Dokumentation, 100 Minuten
mit aufwändigen Spielszenen und Computer-Animationen

deutsche Version: 90 Minuten
deutsche Erstsendung: 24. Februar 2008 (Super RTL)



Kurzinhalt:
Ramses und der Exodus des Volkes Israel aus Ägypten



Kritik

Minus: Der Zuschauer erfährt nicht viel Neues über den großen Pharao. Weil der Film sich trotz der langen Regierungszeit des Ramses (67 Jahre!) nur auf diese eine biblische Geschichte beschränkt (bestenfalls eine Annekdote im Vergleich mit dem Lebenswerk von Ramses II). Und weil der Film zu viel Zeit für die Untersuchung der Mumie verwendet (25 Minuten!).

Plus: Trotz allem kurzweilig. Am Ende machen Kriminaltechniker eine Gesichts-Rekonstruktion des alten Pharao. Der Zuschauer kann Ramses in die Augen sehen. Wow!






Fakten:

* Die wesentlich kürzere Doku Vorchristliche Schlachten - Moses' Auszug aus Ägypten (2008) beschäftigt sich mit demselben Thema (und kommt zu interessanteren Ergebnissen).

* Ramses II ist der Pharao der Superlative: Er wurde 90 Jahre alt (in einer Zeit wohlgemerkt, in der die meisten gerade einmal 40 Jahre alt wurden), er kämpfte in mehr Schlachten als alle Herrscher vor oder nach ihm, und er regierte rekordverdächtige 67 Jahre und hat sein Land tiefgreifend verändert.






ausführliche Inhaltsangabe:
SPOILER Warnung!


Der Film beginnt in Grab KV5 in Theben. Man vermutet, dass eine der dort gefundenen Mumien Ramses' früh verstorbener Thronfolger Amun He Khepeshef sein könnte, der erste Sohn seiner Hauptfrau Nefertari. Die Gebeine sollen von britischen Kriminaltechnikern untersucht werden. Bei dieser Gelegenheit bekommt der Zuschauer auch das riesige, der Öffentlichkeit weitgehend unbekannte Familiengrab zu sehen, in dem Ramses 20 (!) seiner Söhne bestattet ließ.

Derweil sich nun also alle möglichen Labore eingehend mit dem Schädel von Ramses' Sohn befassen, geht der Film auf den ersten dokumentierten Friedensvertrag der Geschichte ein, der von Ramses nach der Schlacht bei Kadesch (1274 v. Chr.) mit den Hethitern geschlossen wurde. Dies wird jedoch nur erwähnt, um die Frage nach der Quellenlage zu beleuchten. Bekanntlich gibt es keine bildlichen oder schriftlichen Darstellungen des Exodus im antiken Ägypten. Skeptiker meinen daher, den Exodus hätte es gar nicht gegeben.
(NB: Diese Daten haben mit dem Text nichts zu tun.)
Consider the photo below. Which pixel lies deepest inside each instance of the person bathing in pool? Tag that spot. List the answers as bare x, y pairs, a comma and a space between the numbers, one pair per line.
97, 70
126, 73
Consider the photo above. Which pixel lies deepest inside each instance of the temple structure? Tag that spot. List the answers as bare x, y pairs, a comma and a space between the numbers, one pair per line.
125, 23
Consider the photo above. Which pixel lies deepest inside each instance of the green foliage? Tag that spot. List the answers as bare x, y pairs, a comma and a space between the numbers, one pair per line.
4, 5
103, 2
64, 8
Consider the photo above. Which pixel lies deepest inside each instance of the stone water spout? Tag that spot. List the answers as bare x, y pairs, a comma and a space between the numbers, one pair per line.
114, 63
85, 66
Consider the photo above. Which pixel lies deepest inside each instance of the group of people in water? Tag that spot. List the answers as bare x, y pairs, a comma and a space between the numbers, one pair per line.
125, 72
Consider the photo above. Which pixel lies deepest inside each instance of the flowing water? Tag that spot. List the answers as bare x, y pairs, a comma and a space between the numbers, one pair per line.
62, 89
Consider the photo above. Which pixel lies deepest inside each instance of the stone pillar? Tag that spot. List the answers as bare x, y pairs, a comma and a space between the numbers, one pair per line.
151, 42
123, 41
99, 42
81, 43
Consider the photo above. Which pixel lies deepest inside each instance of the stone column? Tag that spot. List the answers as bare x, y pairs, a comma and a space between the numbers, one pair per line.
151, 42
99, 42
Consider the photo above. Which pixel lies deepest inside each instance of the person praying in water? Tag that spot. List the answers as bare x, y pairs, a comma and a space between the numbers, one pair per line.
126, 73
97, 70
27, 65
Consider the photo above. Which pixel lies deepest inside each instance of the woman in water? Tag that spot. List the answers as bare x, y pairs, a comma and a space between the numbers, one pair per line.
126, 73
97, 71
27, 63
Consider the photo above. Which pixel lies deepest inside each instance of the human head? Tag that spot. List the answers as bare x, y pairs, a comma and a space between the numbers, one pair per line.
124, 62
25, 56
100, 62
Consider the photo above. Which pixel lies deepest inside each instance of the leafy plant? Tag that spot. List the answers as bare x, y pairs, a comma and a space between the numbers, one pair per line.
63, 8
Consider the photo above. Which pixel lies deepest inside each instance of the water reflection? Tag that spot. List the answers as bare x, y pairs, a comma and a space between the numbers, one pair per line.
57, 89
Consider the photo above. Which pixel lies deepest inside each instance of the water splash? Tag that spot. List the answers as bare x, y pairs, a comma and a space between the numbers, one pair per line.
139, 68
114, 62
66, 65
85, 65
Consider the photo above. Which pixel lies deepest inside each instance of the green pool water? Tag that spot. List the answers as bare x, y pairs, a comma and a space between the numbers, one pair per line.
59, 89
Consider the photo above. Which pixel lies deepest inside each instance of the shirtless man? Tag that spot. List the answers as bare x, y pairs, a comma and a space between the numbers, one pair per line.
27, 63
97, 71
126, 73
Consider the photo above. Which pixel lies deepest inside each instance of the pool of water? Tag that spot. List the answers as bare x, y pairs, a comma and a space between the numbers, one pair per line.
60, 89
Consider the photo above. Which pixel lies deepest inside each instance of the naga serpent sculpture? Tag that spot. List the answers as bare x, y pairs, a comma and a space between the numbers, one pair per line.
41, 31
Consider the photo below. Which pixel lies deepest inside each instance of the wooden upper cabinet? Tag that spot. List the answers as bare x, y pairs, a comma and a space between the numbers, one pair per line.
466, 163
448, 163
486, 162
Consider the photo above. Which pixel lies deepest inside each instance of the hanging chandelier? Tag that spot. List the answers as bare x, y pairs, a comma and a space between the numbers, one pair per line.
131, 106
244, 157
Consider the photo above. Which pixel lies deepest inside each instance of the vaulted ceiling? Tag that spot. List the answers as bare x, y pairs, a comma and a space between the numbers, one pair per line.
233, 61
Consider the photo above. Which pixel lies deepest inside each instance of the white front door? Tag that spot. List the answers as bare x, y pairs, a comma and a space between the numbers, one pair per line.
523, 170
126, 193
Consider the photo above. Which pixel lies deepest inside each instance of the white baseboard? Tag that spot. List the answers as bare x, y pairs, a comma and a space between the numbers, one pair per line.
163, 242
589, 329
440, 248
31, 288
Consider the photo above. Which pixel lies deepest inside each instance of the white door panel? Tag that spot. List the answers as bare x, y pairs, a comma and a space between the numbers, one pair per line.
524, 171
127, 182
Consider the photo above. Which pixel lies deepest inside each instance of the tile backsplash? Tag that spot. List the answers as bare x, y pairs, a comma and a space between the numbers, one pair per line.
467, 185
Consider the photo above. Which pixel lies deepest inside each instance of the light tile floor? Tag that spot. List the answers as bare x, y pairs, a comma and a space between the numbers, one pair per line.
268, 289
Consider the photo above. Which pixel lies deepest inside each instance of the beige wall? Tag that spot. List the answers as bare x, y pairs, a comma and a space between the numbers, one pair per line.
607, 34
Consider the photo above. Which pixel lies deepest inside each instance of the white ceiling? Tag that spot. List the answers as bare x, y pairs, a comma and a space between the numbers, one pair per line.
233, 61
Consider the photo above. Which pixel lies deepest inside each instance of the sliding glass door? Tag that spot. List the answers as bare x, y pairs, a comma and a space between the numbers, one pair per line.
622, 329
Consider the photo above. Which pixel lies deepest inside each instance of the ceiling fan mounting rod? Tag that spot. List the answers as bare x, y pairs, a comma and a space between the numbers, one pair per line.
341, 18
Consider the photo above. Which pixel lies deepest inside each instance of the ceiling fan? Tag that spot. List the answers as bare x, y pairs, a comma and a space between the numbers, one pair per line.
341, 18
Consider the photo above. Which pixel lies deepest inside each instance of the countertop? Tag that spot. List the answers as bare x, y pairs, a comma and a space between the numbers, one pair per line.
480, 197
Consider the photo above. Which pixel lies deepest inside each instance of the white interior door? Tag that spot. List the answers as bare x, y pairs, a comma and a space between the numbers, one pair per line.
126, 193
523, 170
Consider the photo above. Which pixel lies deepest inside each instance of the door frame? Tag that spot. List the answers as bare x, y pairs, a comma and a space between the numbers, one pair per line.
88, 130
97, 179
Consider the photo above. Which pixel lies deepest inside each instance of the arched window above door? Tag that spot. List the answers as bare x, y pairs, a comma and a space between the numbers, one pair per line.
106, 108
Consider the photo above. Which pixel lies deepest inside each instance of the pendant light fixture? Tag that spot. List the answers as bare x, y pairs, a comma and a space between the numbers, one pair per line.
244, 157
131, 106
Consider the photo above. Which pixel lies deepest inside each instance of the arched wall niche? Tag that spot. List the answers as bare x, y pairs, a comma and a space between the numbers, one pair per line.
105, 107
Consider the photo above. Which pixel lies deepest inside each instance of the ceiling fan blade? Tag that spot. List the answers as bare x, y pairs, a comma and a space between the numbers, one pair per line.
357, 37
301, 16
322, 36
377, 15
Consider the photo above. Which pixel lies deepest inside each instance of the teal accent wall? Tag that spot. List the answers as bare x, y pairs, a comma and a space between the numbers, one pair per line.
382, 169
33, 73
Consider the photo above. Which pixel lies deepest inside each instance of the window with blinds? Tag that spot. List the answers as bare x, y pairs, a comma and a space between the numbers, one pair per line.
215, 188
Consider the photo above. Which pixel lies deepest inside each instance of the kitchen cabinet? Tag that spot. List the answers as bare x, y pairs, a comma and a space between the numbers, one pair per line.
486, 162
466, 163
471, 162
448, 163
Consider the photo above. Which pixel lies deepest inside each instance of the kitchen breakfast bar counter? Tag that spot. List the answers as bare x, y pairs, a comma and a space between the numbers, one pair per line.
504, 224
Allerdings fragt man im Film zu Recht, ob die ägyptische Propaganda über die peinliche und erfolgreiche Revolte israelischer Sklaven berichtet hätte. Immerhin hat sie ja auch den annehmbaren Friedensvertrag von Kadesch völlig umgedeutet - nämlich als glanzvollen militärischen Sieg.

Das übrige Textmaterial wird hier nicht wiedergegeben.